I've seen such bugs where one assumes an alignment X is sufficient, when Y is require (where maybe Y = X * 8).

The Debian bug report you linked is from 2008 and they mention Sparc 64, a different type of CPU.

In the Apache logs, I see this:

[Mon Apr 14 07:06:17.459980 2025] [core:notice] [pid 173016] AH00051: child pid 919852 exit signal Bus error (7), possible coredump in /etc/apache2

The other Apache messages just say "loading," "configuring," "initializing," the usual.

Revision history for this message
Alexis Wilke (alexis-m2osw) wrote :

Oh, I see why you mentioned gcc... This is a builtin which looks like this in my includes:

  __fortify_function void *
  __NTH (memcpy (void *__restrict __dest, const void *__restrict __src,
          size_t __len))
  {
    return __builtin___memcpy_chk (__dest, __src, __len,
       __glibc_objsize0 (__dest));
  }

So not a libc function. That may prove difficult to fix if it's part of the C compiler!

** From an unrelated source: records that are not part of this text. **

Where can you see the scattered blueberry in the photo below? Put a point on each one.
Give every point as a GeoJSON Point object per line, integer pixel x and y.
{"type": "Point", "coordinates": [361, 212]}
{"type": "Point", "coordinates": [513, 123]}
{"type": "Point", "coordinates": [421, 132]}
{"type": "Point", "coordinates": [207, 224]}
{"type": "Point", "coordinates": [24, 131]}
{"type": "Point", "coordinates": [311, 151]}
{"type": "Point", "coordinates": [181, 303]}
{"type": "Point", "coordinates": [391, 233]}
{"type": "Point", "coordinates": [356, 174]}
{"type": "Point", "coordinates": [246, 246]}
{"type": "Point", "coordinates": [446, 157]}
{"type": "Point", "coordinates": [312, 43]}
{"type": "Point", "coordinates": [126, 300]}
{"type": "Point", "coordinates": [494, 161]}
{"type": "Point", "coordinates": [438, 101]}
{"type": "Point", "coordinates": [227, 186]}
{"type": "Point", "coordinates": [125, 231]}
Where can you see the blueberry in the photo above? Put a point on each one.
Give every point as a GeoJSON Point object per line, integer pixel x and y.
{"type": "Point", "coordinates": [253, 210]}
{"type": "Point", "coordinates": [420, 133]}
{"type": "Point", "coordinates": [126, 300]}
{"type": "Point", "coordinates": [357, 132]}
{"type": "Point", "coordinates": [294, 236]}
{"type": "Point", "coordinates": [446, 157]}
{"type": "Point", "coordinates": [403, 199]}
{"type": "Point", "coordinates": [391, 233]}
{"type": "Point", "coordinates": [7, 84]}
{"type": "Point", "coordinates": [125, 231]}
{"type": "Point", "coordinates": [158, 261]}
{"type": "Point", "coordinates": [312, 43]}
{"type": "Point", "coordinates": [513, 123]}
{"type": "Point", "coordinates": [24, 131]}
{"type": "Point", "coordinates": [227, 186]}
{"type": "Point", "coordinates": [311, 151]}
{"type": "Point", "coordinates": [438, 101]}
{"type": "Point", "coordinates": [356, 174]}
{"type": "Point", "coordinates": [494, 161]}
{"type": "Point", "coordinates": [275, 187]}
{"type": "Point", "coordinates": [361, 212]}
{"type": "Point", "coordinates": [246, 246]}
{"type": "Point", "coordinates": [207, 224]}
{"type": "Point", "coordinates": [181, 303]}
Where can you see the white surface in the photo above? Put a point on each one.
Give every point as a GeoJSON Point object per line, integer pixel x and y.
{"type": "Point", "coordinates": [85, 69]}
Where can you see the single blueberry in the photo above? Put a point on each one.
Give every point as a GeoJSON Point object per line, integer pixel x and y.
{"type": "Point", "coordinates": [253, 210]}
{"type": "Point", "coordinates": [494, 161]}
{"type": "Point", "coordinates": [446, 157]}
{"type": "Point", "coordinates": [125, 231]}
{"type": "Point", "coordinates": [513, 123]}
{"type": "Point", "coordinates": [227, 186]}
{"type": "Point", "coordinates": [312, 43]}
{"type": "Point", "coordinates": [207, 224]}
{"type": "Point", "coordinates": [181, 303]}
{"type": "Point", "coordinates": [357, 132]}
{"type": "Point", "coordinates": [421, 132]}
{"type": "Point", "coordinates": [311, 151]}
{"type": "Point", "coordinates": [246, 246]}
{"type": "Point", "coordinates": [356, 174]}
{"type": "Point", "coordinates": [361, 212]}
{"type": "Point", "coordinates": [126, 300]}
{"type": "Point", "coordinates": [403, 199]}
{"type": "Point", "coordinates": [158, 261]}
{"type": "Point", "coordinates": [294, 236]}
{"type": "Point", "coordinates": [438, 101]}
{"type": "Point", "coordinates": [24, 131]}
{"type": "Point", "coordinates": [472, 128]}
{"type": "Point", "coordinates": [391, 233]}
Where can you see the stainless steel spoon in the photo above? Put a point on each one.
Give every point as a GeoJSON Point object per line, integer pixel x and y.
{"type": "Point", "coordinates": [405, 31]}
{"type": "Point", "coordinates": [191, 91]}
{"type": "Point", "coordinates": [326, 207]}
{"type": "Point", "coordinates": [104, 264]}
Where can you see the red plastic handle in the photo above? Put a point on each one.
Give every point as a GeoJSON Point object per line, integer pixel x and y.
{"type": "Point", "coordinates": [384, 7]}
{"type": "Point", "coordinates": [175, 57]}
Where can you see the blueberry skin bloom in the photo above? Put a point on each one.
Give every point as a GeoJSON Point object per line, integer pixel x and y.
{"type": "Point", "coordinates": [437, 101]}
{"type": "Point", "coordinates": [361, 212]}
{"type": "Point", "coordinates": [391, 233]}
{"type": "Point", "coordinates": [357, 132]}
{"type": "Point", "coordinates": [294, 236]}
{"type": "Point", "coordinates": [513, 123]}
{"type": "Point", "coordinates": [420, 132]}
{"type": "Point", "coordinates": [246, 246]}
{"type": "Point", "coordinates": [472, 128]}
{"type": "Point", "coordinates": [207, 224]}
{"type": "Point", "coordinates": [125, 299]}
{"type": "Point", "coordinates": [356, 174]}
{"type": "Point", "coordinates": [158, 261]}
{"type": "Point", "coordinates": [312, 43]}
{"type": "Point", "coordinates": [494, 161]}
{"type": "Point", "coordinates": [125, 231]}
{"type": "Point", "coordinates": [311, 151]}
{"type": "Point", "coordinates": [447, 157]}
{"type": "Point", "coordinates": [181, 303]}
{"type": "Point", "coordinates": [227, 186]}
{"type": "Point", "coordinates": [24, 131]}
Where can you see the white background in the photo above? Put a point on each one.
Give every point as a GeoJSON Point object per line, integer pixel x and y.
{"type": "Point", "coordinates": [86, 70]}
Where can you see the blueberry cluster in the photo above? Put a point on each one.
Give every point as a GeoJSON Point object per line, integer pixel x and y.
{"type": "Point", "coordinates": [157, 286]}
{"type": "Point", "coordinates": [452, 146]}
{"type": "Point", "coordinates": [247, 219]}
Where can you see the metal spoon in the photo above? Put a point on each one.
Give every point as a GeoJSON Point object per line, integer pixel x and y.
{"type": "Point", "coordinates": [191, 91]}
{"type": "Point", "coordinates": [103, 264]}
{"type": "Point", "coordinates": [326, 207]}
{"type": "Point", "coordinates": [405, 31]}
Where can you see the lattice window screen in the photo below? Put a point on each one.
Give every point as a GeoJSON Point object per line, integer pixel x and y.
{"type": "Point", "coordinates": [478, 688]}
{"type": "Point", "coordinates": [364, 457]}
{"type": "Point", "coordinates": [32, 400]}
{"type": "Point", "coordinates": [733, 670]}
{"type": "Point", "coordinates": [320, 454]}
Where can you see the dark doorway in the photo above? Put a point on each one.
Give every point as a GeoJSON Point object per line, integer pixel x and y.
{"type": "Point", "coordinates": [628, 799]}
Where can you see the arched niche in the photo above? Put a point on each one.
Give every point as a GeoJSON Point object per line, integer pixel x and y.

Revision history for this message
Alexis Wilke (alexis-m2osw) wrote :

The header itself is defined in libc6

$ dpkg -S /usr/include/x86_64-linux-gnu/bits/string_fortified.h
libc6-dev:amd64: /usr/include/x86_64-linux-gnu/bits/string_fortified.h

$ dpkg -l libc6-dev
Desired=Unknown/Install/Remove/Purge/Hold
| Status=Not/Inst/Conf-files/Unpacked/halF-conf/Half-inst/trig-aWait/Trig-pend
|/ Err?=(none)/Reinst-required (Status,Err: uppercase=bad)
||/ Name Version Architecture Description
+++-===============-===============-============-=====================================================
ii libc6-dev:amd64 2.39-0ubuntu8.4 amd64 GNU C Library: Development Libraries and Header Files

Revision history for this message
Renan Rodrigo (renanrodrigo) wrote :

Thanks for the extra information there;
So yes, this is indeed part of libc6. I mentioned the old Debian bug because, although I see this was a different architecture, the flag that caused this kind of problem last time was used to build this particular version. I was just wondering what could be causing a similar issue now...

Revision history for this message
Alexis Wilke (alexis-m2osw) wrote :

I get those crashes around once a day. This makes me think it could be because of a cron job which runs at that frequency. I'll try to find that and see if I can explicitly reproduce.

In the meantime, the very instruction that generates the SIGBUS error is:

    vmovdqu64 (%rsi), %ymm16

yet, in today's crash, the rsi register is set to:

    0x72c37a09b000

So I don't understand the error, unless the memory is not accessible (some buffer overflow type of error rather than alignment issue). Although I thought those would use SIGSEGV instead.

John Chittum (jchittum)
tags: removed: server-triage-discuss
Revision history for this message
Renan Rodrigo (renanrodrigo) wrote :

So, to understand it better,

- Do you now if that was working fine before, and then started failing after an apache2 (+modules, or libc6) upgrade? Do you have a clue on when this started happening?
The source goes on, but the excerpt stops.